椛田氏によると、SAP社内でも従来は業務プロセスが部門ごとにバラバラだった時期があったが、現在はグローバルを通じて、ビジネスユニットごとに組織や役割が共通化され、業務プロセスは標準化されているという。各地域ごとの重複業務はシェアードサービス化され、責任体制も明確化されている。
それに加えて、「業務プロセスを標準化するだけでなく、データを活用するアナリティクスにも力を入れていることが特徴です」と椛田氏がアピールする通り、SAPでは、COO(最高執行責任者)配下に、業務、システム、データ、ヒトという4つの視点を横断的に連携できるアナリティクス専門組織を設立したという。

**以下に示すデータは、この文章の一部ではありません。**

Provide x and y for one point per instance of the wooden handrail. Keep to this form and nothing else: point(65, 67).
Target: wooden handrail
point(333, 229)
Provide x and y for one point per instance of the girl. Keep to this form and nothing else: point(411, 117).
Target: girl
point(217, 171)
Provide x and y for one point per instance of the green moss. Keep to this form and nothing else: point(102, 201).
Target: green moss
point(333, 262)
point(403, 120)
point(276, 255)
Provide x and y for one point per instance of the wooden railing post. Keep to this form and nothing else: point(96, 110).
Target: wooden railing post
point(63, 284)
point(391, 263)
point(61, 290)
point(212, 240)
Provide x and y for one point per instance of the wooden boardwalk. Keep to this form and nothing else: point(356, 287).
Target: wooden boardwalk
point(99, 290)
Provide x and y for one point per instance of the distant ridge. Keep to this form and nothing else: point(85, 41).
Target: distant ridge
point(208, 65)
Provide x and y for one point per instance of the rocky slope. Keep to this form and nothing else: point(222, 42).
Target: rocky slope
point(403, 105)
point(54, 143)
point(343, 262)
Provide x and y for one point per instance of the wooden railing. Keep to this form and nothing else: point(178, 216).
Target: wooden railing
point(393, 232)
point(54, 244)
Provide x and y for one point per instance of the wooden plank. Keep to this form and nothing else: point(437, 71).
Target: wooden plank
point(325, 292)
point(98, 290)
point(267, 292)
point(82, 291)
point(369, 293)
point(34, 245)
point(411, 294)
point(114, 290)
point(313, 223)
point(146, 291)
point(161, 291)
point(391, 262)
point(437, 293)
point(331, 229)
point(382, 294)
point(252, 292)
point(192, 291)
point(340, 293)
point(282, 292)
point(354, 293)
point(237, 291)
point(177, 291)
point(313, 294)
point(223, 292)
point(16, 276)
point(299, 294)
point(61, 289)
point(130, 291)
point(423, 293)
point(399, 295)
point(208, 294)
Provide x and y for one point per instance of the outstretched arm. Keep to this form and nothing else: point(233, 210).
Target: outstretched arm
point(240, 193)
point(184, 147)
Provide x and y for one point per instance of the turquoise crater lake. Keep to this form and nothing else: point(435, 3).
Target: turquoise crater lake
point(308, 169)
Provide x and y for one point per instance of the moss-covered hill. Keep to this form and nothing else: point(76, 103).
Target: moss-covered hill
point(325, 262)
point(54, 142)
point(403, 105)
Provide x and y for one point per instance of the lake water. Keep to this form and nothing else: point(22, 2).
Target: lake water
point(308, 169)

- 戦略に基づく変革進捗を全体管理する「Transformation Office」
- グローバルでのプロセス標準を実行推進する「Global Process Office」
- ITシステムの導入運用を担う「Intelligent Enterprise Solutions」の「IT/Systems」
- アナリティクスを推進する「Intelligent Enterprise Solutions」の「Intelligent Data & Analytics(ID&A)」
「かつては、ビジネスユニットごとにKPIが個別最適化された状態でした。そこで、各部門内のサイロ化を脱却すべく、ビジネス・技術の分かるメンバーをID&Aとして独立組織化し、KPIの設定やデータの分析の仕組み自体を共通化して、全社でKPIを整合性がとれるようにし、分析のレポートを行うようにしました。業務変革と業務プロセスとITが一体となったかたちでデータ活用を推進しています」(椛田氏)。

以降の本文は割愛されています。